International Cultural Relations in the 21st Century with CEO of the British Council Martin Davidson
The USC Center on Public Diplomacy was pleased to welcome Martin Davidson, CEO of the British Council, the UK’s cultural relations organization to discuss international cultural relations in the 21st Century.
This discussion, moderated by CPD director Philip Seib, addressed how the British Council creates international opportunities for the people of the UK and other countries, and builds trust between them worldwide. With 191 offices in 110 countries, the British Council works through the arts, education, and society to create long-term relationships with the UK that provide cultural, educational, diplomatic and economic benefits.
About Martin Davidson
Martin Davidson became the British Council’s Chief Executive in 2007, having been Deputy Director-General since 2005. When he joined the British Council as Assistant Representative in Beijing in 1984, British Council China was an operation of 6 people working in a converted bicycle shed at the British Embassy. Davidson played a pivotal part in building this fledgling presence up to its present strength of more than 230 people in four offices. He has also held various posts in the British Council’s Geographical Directorate with responsibilities that have included South East Europe, in a particularly troubled time in the region’s history, the Middle East, East Asia and the Americas.
To read the co-written blog that appeared in the Huffington Post, "The Independent Power of Cultural Diplomacy," by CPD Director Philip Seib and British Council CEO Martin Davidson, please click here.
To read more about Martin Davidson's visit to the USC Center on Public Diplomacy, check out the British Council's April Newsletter.

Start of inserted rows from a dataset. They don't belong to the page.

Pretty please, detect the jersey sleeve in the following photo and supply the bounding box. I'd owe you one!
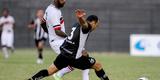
[47,11,61,30]
[82,23,92,34]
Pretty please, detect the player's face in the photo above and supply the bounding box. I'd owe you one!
[55,0,66,8]
[3,10,9,17]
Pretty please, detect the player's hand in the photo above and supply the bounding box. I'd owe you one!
[75,9,86,18]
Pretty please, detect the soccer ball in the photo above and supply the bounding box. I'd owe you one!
[138,77,149,80]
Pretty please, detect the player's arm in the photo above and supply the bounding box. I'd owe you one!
[41,18,48,33]
[54,25,67,38]
[75,9,88,29]
[47,11,67,38]
[28,20,35,29]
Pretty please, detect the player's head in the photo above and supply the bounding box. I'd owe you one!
[36,9,44,18]
[86,15,99,30]
[2,8,9,17]
[53,0,66,8]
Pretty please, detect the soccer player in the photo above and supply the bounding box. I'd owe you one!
[28,9,48,64]
[0,8,15,58]
[28,9,109,80]
[42,0,89,80]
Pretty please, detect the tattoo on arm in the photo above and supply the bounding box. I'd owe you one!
[55,30,67,38]
[41,22,48,33]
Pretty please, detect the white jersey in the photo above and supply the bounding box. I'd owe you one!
[44,4,65,42]
[34,18,48,40]
[44,4,65,54]
[0,16,15,32]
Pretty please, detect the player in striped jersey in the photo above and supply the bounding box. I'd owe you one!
[28,9,48,64]
[38,0,89,80]
[29,9,109,80]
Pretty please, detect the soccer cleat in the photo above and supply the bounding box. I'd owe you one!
[53,73,62,80]
[37,59,43,64]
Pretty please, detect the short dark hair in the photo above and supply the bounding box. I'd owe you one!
[2,8,9,13]
[87,15,98,22]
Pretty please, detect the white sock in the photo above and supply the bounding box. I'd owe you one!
[2,47,9,58]
[56,66,74,77]
[82,69,89,80]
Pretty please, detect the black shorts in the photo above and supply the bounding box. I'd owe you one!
[35,38,47,47]
[54,54,96,70]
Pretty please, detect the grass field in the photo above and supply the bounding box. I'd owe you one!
[0,49,160,80]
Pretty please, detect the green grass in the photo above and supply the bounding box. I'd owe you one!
[0,49,160,80]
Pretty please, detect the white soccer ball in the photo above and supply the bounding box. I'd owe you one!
[138,77,149,80]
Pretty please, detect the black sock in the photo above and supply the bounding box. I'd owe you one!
[95,69,109,80]
[38,49,43,59]
[32,69,49,80]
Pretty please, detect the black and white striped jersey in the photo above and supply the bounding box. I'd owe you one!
[60,23,91,59]
[34,18,48,40]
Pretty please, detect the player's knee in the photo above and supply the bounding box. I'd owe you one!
[93,62,102,70]
[38,42,43,49]
[48,65,58,75]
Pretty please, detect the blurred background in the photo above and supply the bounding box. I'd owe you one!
[0,0,160,52]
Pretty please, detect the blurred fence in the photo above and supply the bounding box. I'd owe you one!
[0,0,160,52]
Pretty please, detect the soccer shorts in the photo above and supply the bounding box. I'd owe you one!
[54,54,96,70]
[35,38,47,47]
[50,39,64,55]
[1,31,14,47]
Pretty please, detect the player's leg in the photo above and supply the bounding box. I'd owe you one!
[71,56,109,80]
[37,40,44,63]
[35,40,44,64]
[82,49,89,80]
[1,32,9,58]
[7,32,14,53]
[50,40,74,80]
[28,55,68,80]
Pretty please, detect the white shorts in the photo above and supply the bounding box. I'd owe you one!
[1,32,14,47]
[50,39,65,55]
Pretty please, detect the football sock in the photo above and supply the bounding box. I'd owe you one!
[95,69,109,80]
[32,69,49,80]
[56,66,74,77]
[2,47,9,58]
[82,69,89,80]
[38,49,43,59]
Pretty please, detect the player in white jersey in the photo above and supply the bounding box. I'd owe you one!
[0,9,15,58]
[28,9,48,64]
[42,0,89,80]
[28,9,109,80]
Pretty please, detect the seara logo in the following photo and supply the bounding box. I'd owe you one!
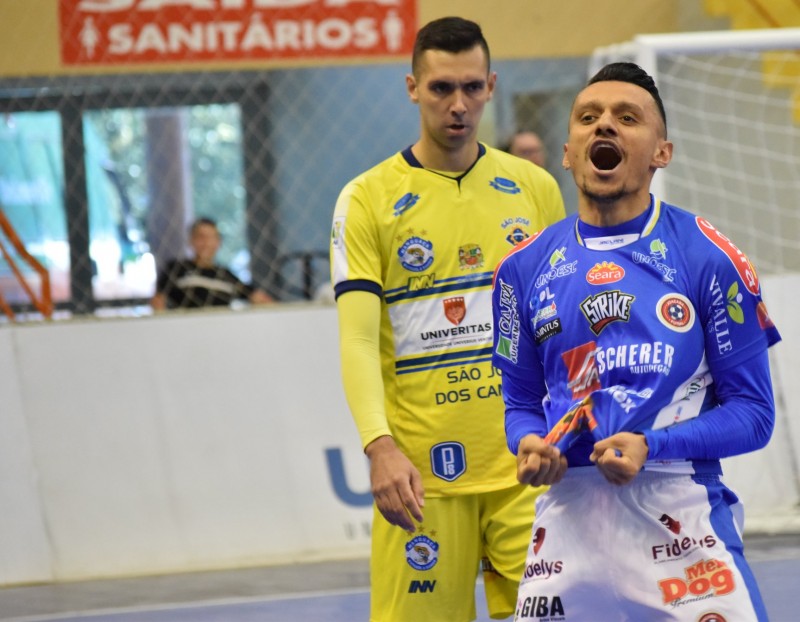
[586,261,625,285]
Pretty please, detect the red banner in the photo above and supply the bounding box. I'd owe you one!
[59,0,417,65]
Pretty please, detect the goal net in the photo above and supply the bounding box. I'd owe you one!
[590,29,800,531]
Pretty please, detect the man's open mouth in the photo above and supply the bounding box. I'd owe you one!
[589,143,622,171]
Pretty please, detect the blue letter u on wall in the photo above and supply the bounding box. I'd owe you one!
[325,447,372,507]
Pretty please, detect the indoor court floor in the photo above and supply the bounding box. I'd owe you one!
[0,534,800,622]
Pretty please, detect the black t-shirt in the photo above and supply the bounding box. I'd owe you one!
[156,259,255,309]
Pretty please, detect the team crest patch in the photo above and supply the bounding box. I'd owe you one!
[431,441,467,482]
[397,236,433,272]
[406,536,439,570]
[442,296,467,326]
[458,244,483,270]
[506,227,531,246]
[656,294,695,333]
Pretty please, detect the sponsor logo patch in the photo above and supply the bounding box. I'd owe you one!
[489,177,522,194]
[581,289,636,335]
[695,216,759,296]
[586,261,625,285]
[392,192,419,216]
[442,296,467,326]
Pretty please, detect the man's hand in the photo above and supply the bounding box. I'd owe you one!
[365,436,425,533]
[589,432,650,486]
[517,434,567,486]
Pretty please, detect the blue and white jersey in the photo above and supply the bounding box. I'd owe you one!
[492,197,780,473]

Long-term relationships go beyond states and non-state actors, to fundamental core interactions amongst people to people relations in order to provide key cultural, educational, diplomatic and economic benefits. Martin Davidson, CEO of the British Council, said that relearning this importance and developing trust are core elements for public diplomacy and cultural relations.
“Trust is built over time and not created in the moment,” observed Davidson during his talk. He outlined some recent forays in cultural diplomacy by China and Turkey, and reminded the audience that establishing mutual trust is a prerequisite for successful public diplomacy.
Davidson continued to explain that there are a number of essential techniques and dimensions in generating trust. Among them is dialogue. However, recalling the importance of listening rather than speaking as a means to developing a shared agenda is a strategic public diplomacy model. “British Council is aware of its impetus to build trust and engagement for the UK, but works to the extent that there are mutual benefits.”
In response to how to strike a balance between the need to fit within the foreign policy agenda while maintaining a distinction from the government, Davidson suggests that British Council places great importance on the distinction between cultural centers and government. “We need to be prepared to engage in the conversation around the importance of cultural diplomacy and learn to tell the story about why the cultural relationships add to that agenda.” Davidson said, “After all, there is greater appreciation for the role of cultural diplomacy in the present government than in the former.”
Yet, there are challenges that remain in constructing these types of international, domestic, state, non-state or person-to-person relationships. One of the on-going challenges for these types of developments is the rapid change of culture through influence by social outlets like media and technology. Davidson suggests that by providing a “flexible” voice in cultural relations it reduces the possibility of building tensions. And ultimately, this presents an opportunity to create understanding amongst participants in cultural exchanges.